Rubin Observatory Constraints on Distant Planetary Masses in the Outer Solar System
Meg Schwamb (史玫格)[QUB]
Session 2.05 LSST
Monday 06-24 | 16:40 - 17:00

Starting at the end of 2025, the Vera C. Rubin Observatory and its Legacy Survey of Space and Time (LSST) will survey the visible night sky every ~3 nights down to ~24th magnitude in 6 broad-band filters. Rubin Observatory will completely change our view of the outer Solar System with the LSST expected to discover over 40,000 new outer Solar System minor planets. This is about an order of magnitude more objects than are currently known to reside in the Trans-Neptunian region. The LSST will place the best constraints on the existence of possible distant unseen large planetary-sized masses, within the regions of the Kuiper belt and Inner Oort Cloud, that may have sculpted in the past or are actively shepherding the orbits of distant minor planets. We use Sorcha, a bespoke open-source python Solar System survey simulator for the LSST, to examine the prospects of LSST discovering these proposed planets. Sorcha is optimized for the scale of the LSST discoveries (~5 million Solar System detections/ ~1 billion individual photometric and astrometric detections at the end of 10 years).

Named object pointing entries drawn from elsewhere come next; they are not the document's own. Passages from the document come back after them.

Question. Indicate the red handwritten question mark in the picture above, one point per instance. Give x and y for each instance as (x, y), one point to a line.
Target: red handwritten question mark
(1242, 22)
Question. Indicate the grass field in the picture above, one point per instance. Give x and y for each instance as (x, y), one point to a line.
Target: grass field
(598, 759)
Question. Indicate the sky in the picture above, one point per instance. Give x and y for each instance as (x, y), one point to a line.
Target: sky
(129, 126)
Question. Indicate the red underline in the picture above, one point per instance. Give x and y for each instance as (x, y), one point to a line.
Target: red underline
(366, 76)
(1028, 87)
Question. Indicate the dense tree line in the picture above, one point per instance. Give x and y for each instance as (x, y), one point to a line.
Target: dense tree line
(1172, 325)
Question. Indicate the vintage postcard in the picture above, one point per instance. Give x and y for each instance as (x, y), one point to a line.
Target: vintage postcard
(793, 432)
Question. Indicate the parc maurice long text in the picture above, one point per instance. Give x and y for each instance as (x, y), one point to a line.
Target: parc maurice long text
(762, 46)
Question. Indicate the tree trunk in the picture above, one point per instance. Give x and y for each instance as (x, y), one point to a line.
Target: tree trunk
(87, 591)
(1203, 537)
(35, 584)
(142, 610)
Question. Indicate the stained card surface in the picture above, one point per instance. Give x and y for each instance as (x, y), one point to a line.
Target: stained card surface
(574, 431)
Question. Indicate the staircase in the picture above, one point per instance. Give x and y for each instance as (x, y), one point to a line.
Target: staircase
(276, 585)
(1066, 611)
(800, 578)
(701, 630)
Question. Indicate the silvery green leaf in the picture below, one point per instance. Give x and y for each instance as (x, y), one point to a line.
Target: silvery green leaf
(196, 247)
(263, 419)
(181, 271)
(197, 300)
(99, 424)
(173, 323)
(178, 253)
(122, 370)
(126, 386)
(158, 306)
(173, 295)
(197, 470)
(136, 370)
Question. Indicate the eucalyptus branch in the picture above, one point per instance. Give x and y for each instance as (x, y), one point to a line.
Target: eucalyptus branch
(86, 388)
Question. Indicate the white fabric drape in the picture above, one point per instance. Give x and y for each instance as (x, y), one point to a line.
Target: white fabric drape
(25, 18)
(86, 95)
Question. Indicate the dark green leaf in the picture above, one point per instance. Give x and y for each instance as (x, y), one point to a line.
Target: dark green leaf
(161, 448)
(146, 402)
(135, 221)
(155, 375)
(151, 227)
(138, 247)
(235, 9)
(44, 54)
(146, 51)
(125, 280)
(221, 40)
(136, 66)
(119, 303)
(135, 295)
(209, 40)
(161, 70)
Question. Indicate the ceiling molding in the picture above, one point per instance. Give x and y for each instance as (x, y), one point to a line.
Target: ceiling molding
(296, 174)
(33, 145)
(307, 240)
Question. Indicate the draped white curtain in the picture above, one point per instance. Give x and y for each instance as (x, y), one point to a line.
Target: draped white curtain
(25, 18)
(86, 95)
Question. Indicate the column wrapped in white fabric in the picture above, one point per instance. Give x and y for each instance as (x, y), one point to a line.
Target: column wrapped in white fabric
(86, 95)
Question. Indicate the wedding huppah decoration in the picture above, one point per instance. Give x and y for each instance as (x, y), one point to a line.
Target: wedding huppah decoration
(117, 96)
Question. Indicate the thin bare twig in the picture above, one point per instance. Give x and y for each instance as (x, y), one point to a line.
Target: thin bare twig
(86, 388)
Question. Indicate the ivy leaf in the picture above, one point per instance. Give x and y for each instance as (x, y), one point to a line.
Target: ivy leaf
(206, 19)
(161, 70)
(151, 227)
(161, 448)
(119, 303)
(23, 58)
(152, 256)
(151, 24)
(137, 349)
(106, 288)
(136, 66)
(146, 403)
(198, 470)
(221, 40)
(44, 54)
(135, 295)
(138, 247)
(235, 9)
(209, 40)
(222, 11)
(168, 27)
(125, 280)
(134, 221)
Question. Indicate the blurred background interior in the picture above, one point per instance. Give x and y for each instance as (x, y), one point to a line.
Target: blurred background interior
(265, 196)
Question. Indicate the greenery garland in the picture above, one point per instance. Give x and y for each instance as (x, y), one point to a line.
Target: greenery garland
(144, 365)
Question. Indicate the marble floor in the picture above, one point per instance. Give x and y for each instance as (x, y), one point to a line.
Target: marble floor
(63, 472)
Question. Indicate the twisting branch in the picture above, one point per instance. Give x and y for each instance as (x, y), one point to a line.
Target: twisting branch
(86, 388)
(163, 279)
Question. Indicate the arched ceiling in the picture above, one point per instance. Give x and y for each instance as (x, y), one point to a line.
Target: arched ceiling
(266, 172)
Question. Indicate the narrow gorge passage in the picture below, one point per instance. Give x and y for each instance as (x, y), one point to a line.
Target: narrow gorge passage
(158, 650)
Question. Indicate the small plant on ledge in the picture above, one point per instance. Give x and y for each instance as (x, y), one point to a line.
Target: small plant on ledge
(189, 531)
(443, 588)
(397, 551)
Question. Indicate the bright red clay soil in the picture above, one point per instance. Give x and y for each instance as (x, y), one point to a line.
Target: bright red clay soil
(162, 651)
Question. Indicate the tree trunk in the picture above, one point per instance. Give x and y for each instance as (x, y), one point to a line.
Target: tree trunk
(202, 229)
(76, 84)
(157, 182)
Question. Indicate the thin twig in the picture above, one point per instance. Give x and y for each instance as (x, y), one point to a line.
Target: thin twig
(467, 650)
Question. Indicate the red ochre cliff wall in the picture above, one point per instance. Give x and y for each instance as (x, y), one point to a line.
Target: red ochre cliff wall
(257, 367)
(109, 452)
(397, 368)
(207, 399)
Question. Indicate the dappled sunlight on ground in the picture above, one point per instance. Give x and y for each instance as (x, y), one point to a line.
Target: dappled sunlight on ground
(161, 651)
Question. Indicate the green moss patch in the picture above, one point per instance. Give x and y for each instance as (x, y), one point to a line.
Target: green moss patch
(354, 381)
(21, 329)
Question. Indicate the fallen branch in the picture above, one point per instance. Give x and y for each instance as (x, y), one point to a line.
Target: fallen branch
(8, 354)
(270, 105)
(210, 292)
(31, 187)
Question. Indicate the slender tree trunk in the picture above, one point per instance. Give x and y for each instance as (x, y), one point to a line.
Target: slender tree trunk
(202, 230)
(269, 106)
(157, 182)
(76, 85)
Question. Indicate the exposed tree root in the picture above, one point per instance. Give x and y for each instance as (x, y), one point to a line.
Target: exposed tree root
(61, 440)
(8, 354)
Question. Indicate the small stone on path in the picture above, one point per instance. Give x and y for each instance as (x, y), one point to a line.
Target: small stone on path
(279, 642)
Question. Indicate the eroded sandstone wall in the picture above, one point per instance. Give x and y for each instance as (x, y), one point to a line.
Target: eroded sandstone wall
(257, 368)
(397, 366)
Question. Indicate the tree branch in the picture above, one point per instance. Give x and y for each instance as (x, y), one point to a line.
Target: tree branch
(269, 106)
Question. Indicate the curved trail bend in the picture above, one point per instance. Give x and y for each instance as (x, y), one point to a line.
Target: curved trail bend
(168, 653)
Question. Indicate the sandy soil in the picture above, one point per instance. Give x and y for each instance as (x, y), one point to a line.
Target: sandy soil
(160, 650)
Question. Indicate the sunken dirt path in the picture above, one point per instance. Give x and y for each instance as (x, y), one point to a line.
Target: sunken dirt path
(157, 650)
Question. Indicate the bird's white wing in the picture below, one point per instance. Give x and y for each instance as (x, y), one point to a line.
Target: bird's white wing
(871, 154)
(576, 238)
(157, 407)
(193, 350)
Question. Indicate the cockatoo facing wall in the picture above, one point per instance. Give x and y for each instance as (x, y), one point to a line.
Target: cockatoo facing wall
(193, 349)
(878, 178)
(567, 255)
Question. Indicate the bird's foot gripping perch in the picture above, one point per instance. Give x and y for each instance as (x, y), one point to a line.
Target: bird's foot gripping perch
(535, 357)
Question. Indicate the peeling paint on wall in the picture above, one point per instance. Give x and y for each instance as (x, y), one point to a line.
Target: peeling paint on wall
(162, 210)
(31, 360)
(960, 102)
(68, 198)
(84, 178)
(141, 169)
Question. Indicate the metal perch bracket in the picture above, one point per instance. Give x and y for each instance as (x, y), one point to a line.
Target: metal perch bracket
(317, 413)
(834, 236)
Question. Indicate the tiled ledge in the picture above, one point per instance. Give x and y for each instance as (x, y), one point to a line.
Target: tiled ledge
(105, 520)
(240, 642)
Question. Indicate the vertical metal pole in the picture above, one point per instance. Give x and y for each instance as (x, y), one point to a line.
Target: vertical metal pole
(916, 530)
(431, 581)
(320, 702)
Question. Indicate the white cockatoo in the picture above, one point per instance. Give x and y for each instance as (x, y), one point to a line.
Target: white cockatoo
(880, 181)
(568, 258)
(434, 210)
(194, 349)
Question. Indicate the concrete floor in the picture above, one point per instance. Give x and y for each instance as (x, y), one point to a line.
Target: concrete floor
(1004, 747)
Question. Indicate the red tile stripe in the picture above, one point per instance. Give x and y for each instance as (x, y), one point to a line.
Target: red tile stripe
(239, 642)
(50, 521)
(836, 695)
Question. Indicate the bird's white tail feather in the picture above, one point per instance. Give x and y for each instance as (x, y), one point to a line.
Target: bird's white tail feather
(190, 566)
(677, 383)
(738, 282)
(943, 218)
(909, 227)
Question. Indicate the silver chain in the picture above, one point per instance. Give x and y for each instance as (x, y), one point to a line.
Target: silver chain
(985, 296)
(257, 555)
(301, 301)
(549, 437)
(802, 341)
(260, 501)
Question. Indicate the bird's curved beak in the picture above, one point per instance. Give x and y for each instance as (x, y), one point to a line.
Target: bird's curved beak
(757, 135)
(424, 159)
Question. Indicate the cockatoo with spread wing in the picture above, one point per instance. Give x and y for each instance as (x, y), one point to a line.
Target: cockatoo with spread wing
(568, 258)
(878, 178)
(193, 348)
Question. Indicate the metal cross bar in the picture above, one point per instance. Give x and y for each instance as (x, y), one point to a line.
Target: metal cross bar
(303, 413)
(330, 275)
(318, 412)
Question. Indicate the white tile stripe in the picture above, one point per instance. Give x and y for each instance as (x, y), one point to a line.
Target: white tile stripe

Sorcha can take any input orbital population and bias it to what the LSST would have detected utilizing a real or simulated LSST pointing history and observation metadata combined with the latest information about Rubin Observatory's expected performance and the Rubin Solar System Processing pipeline's detection efficiency. I will present the prospects and opportunities for Rubin Observatory to discover and test various proposed “Kuiper belt planets” or planetary-sized masses residing in the Trans-Neptunian region and beyond, including the Planet Nine model. I will also discuss the parameter space that the automated Rubin Solar System Processing Pipelines will be able to search and constrain, expectations for the first few years of the LSST, and opportunities for additional search algorithms.